If you read my post this past Sunday, you already know that my wife and I–and our collective adult kids–are crazy about making and using wish lists. Especially at this time of year.

But I mentioned that we keep and use another kind of list as well. One that’s even more important.

That’s a prayer list. A list of the people we know about who have special needs we can do nothing better for than to pray.

Each of us has one or more lists, although our lists probably overlap a great deal.

We normally pray aloud before eating breakfast and supper, and I’m usually the one to do that. I have a number of items on my mealtime prayer list, and I don’t try to cover them all during one short prayer. Sometimes I do.

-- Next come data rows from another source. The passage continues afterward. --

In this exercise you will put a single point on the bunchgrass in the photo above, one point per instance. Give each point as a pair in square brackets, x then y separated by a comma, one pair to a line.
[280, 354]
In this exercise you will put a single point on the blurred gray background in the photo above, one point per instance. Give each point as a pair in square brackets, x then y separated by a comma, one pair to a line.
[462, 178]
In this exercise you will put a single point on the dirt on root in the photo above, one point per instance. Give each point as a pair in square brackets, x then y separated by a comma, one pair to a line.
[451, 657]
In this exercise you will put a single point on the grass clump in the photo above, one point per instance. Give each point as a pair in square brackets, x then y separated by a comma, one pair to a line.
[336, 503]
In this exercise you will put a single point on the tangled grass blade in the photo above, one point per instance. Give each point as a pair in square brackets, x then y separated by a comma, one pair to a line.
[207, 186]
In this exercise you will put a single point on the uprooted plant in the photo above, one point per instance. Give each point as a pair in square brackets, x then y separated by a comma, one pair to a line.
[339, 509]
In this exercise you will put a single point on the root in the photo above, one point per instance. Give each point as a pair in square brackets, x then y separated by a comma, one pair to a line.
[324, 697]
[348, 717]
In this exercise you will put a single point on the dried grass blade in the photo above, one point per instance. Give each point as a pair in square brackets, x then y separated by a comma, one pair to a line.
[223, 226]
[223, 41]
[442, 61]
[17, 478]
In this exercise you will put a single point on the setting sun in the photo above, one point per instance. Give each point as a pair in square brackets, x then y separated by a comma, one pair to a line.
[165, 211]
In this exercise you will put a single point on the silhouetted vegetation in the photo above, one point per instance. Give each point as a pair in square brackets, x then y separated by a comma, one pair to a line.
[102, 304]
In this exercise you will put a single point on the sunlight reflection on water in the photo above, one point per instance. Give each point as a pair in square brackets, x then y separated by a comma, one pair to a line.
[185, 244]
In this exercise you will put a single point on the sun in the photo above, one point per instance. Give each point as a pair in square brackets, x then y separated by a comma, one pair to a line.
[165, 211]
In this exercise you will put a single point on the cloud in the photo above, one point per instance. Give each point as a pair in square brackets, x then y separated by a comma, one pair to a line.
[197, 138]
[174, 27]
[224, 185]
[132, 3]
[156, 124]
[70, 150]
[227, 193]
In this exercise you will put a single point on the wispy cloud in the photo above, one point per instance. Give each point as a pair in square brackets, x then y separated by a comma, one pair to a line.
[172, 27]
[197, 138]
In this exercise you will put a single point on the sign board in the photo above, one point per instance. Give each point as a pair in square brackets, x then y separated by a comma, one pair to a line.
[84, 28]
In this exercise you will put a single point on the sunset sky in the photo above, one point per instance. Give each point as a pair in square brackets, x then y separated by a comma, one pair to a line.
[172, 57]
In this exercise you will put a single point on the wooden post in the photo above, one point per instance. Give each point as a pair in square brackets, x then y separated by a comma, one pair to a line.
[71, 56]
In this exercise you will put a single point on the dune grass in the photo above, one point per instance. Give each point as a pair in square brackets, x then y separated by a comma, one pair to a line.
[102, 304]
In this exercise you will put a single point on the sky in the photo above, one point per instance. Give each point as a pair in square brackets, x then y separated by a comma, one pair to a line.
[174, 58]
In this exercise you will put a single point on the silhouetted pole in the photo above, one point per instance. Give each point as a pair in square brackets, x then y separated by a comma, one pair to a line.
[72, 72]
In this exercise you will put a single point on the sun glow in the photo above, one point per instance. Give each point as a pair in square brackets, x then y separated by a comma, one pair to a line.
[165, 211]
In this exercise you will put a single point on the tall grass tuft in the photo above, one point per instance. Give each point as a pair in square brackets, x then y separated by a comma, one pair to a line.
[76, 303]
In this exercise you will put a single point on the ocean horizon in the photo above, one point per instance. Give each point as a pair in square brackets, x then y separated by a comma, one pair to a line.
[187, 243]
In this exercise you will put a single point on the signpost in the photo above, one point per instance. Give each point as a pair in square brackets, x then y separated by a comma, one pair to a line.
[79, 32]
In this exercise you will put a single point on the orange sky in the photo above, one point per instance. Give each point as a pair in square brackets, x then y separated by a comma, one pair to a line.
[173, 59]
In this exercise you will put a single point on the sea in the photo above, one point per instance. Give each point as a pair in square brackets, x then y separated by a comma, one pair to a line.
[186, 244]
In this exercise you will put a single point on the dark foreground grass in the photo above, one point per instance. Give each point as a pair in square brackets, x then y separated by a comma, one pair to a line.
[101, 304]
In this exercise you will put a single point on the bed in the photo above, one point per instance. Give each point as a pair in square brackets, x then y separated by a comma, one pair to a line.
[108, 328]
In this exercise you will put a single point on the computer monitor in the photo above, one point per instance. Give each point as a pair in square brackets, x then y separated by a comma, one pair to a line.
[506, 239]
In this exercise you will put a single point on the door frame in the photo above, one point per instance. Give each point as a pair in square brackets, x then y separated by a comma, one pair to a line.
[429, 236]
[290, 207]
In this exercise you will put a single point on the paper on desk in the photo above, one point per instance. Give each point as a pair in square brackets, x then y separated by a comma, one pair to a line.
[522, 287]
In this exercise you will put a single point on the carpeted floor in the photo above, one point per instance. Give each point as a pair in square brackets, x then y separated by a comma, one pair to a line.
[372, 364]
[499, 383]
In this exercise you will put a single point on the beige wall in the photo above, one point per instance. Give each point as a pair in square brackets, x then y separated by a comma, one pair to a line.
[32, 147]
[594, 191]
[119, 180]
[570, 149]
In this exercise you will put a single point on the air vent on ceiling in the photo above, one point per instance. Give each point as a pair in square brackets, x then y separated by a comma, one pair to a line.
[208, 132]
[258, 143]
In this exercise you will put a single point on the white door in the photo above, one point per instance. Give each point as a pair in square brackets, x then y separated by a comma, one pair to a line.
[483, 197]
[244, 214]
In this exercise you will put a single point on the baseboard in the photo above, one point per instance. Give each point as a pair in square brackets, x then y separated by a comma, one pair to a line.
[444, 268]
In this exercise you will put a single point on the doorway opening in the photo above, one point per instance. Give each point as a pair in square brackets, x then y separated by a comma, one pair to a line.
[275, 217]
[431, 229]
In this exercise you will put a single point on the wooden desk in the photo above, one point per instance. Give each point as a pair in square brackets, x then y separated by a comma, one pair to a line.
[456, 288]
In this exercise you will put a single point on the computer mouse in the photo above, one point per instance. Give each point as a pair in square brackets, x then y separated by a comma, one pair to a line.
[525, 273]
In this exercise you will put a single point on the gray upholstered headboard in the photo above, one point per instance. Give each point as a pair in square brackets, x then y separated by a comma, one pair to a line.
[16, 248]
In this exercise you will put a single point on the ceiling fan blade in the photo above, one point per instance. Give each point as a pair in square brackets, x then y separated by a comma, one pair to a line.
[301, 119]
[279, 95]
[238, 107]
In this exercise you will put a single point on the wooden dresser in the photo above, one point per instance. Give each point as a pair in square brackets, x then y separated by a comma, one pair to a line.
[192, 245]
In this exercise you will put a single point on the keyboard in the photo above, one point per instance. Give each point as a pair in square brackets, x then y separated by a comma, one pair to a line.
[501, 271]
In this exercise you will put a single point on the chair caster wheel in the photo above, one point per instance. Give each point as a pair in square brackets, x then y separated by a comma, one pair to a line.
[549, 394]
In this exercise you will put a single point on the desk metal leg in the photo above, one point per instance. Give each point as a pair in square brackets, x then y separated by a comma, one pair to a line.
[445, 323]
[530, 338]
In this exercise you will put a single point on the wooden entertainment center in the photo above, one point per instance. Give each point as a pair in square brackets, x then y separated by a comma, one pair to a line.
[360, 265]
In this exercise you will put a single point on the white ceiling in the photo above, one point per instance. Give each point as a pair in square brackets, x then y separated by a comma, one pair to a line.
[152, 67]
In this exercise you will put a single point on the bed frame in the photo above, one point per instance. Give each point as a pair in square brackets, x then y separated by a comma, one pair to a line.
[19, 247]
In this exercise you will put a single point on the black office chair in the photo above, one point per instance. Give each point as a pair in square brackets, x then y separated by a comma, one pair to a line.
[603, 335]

First I pray for our family, church, nation, and the people of Nicaragua (our church has an ongoing ministry with some churches in Nicaragua).

Next I pray for what I lovingly refer to as “our pregnant trio.” That includes my daughter and–until last week–one of Kathleen’s, who’s since had her baby.

Then comes a series of men, women, and children we know of with special needs. Right now, that begins with prayer for my father-in-law, who–after years of suffering 24/7–appears to be near death. At one point we would have prayed for his healing. Now we pray for God’s will to be done. Many of the other people on this part of the list have been on it for years now, but their needs continue and we can’t stop praying for them.

We also pray at mealtime for people we know of who’re grieving or perhaps have been grieving for a while. That’s especially important at this time of year.

I have my own private prayer list as well, which includes several people I never knew well, but nonetheless have concerns about their spiritual needs. This list started years ago with only two or three names, but has grown to fifteen-plus, including a Muslim who believes he can be both a Christian and a Muslim. I also pray for his family; I don’t know their individual names.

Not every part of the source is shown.